Avec Kaiser Karl, la journaliste du quotidien Le Monde Raphaëlle Bacqué signe un livre passionnant sur le mystérieux créateur de mode Karl Lagerfeld, mort le 19 février dernier à 85 ans.

Célèbre dans le monde entier, Karl Lagerfeld dessinait les collections pour Chanel, Chloé, Fendi et sa propre marque, mais restait un personnage énigmatique.

Le créateur, surnommé le Kaiser, a régné tel un empereur sur le monde de la mode pendant 60 ans. Il a réinventé son passé, menti sur ses origines, et même sur sa date de naissance. « Il avait une telle volonté de maîtriser sa vie que, très tôt, il recompose entièrement la vie de ses parents, tout comme son enfance », explique l’auteure Raphaelle Bacqué, jointe à Paris. Karl Lagarfeld, né en 1933 à Hambourg, en Allemagne, a de la difficulté à assumer son passé. « C’est pour cela qu’il a menti sur la nationalité de son père, un homme d’affaires polyglotte de Hambourg, qui a continué à diriger son entreprise pendant la guerre. Pour Lagerfeld, au début, il était tout sauf allemand, il disait qu’il était parfois suédois ou alors danois. »

Puissant, généreux et cruel

PHOTO ASTRID DI CROLLALANZA, FOURNIE PAR RAPHAELLE BACQUÉ

Raphaelle Bacqué, journaliste et auteure de Kaiser Karl

Raphaelle Bacqué raconte qu’il y a eu deux phases à son enquête qui a duré deux ans.
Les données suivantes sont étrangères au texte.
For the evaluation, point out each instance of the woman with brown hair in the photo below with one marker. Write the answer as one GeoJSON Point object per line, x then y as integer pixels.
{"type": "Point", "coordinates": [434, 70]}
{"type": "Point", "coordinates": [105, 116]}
La première, du vivant de Lagerfeld, car elle sentait bien la crainte et l’intimidation que le créateur inspirait, et la deuxième, après sa mort, car les langues se sont déliées.
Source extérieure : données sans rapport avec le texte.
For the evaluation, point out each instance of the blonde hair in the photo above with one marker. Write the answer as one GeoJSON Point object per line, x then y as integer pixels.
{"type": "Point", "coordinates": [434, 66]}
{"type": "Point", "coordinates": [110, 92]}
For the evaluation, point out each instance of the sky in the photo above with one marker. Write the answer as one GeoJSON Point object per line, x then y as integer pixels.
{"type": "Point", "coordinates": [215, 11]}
« Il était extrêmement puissant et richissime. Il n’aimait pas le surnom de Kaiser, alors qu’il lui va très bien. Il a adopté tous les traits de l’empereur, à la fois la cour, l’empire et les possessions, car il n’a eu de cesse d’étendre ses possessions et son influence. »
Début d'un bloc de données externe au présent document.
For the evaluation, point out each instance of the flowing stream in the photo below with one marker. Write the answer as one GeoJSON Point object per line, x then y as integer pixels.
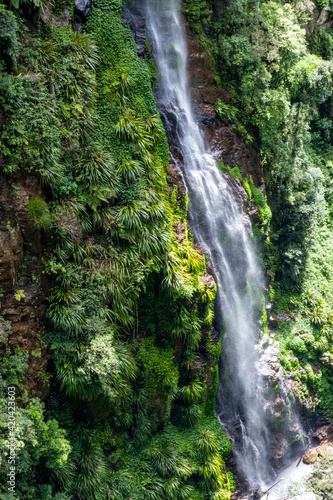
{"type": "Point", "coordinates": [221, 229]}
Lagerfeld a une véritable cour autour de lui. On découvre dans ce livre qu’il est très généreux, qu’il peut couvrir de cadeaux ses amis, mais qu’il peut être aussi très cruel. « Au début, il a des amis qui l’inspirent et, peu à peu, ils sont remplacés par des collaborateurs qui lui doivent tout, car tous ceux qui pourraient être ses égaux disparaissent. Des gens sont écartés et bannis, soit parce qu’ils ne l’inspirent plus, soit parce qu’ils n’étaient plus exclusivement à son service. Il était extrêmement possessif, comme avec l’égérie de Chanel, Inès de la Fressange. Ils ont été extrêmement proches, mais son futur mari italien, Luigi d’Urso, n’était absolument pas impressionné par Lagerfeld. Il y a eu un mélange de rivalité, agacement et jalousie… Il l’a écartée et personne chez Chanel n’a osé dire quoi que ce soit. »

PHOTO CHARLES PLATIAU, ARCHIVES REUTERS

Présentation de la collection automne-hiver 2006/2007 prêt-à-porter de Chanel.

Dans Kaiser Karl, on traverse toutes les époques et on plonge dans les nuits folles des années 60, 70 et 80, où on croise Andy Warhol, Yves Saint Laurent, Sonia Rykiel. « Karl Lagerfeld traverse le siècle, vit la guerre, puis le contraire avec cette pulsion de vie jusqu’à la décadence dans les années 60 et 70. Il a bien conscience de ce que représente cette période de fête, de liberté sexuelle et de recherche de l’inspiration dans la drogue. Il finance des fêtes spectaculaires et décadentes, même s’il n’y passe qu’une heure, car ces fêtes lui donnent une image de “punk aristo romanesque” alors que c’est un “travailleur acharné qui a une discipline de fer” », indique l’auteure.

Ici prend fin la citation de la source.